23 Ocak 2010 Cumartesi

... fuck you!

televizyonun dibinde, yerde oturuyorduk. karşılıklı. ayaklarımı ona doğru uzatmıştım. o karşımda bağdaş kurmuştu. üzerimdeki hırkayı çıkardı. kollarımı kendisine doğru çekti ve kalemle birşeyler çizdi.

şömine yanıyordu. diğerleri sobanın üzerine çizmiş oldukları kestaneleri ve mantarları yerleştiriyorlardı. o ise hepsinden uzakta yeşil kanepede boylu boyunca uzanmıştı. bense ayakta öylesine tepkisiz duruyordum. onu daha yeni tanıyordum. daha iki gün bile olmamıştı ama onu bana çeken bir şey vardı. anlatılması zor bir çekim gücü..

elimdeki bıçağı açıp kapatırken gözgöze geldik. doğruldu ve elini uzattı. bıçağı eline alıp keskinliğini kontrol etti. sonra bana bakıp istediğim şeyi yapabilmem için uygun olmadığını söyledi. bense sadece sobanın üzerinde duran kestanelere baktım.

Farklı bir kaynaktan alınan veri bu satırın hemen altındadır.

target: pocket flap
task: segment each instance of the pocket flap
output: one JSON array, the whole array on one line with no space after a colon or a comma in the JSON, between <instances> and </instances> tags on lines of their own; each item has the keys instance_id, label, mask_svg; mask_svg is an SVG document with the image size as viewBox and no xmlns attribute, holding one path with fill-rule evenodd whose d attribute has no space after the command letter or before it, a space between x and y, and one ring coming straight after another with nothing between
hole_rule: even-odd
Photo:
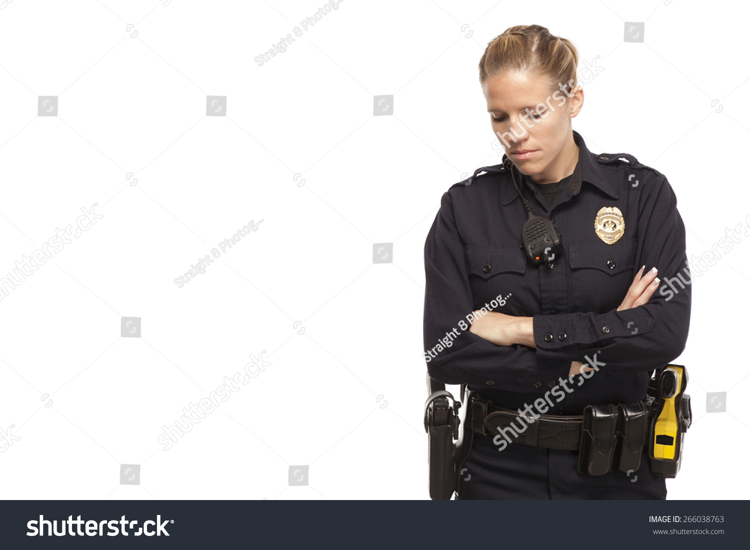
<instances>
[{"instance_id":1,"label":"pocket flap","mask_svg":"<svg viewBox=\"0 0 750 550\"><path fill-rule=\"evenodd\" d=\"M620 239L614 244L602 241L578 241L568 245L571 269L593 268L610 275L632 269L636 240Z\"/></svg>"},{"instance_id":2,"label":"pocket flap","mask_svg":"<svg viewBox=\"0 0 750 550\"><path fill-rule=\"evenodd\" d=\"M466 256L469 273L484 279L504 271L525 273L528 262L520 248L508 247L470 244L466 247Z\"/></svg>"}]
</instances>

yerde oturuyorduk ve kollarıma birşeyler çiziyordu. başımı kaldırıp ona baktım ve hatırladım. aramızda seslere ihtiyaç olmayan, telepatik bir iletişim vardı. çizmeyi bırakıp bana baktı ve gülümsedi. artık tek ihtiyacımız olan doğru malzemeler ve yalnızlıktı.

birden kendimi bir köprünün ortasında, onunla elele tutuşup aşağı doğru bakarken buldum.
buraya nasıl geldim, hatırlamıyorum.

onunla neden eleleyim, hatırlamıyorum.

ve en önemlisi elimdeki bu acı da neyin nesi, hatırlamıyorum...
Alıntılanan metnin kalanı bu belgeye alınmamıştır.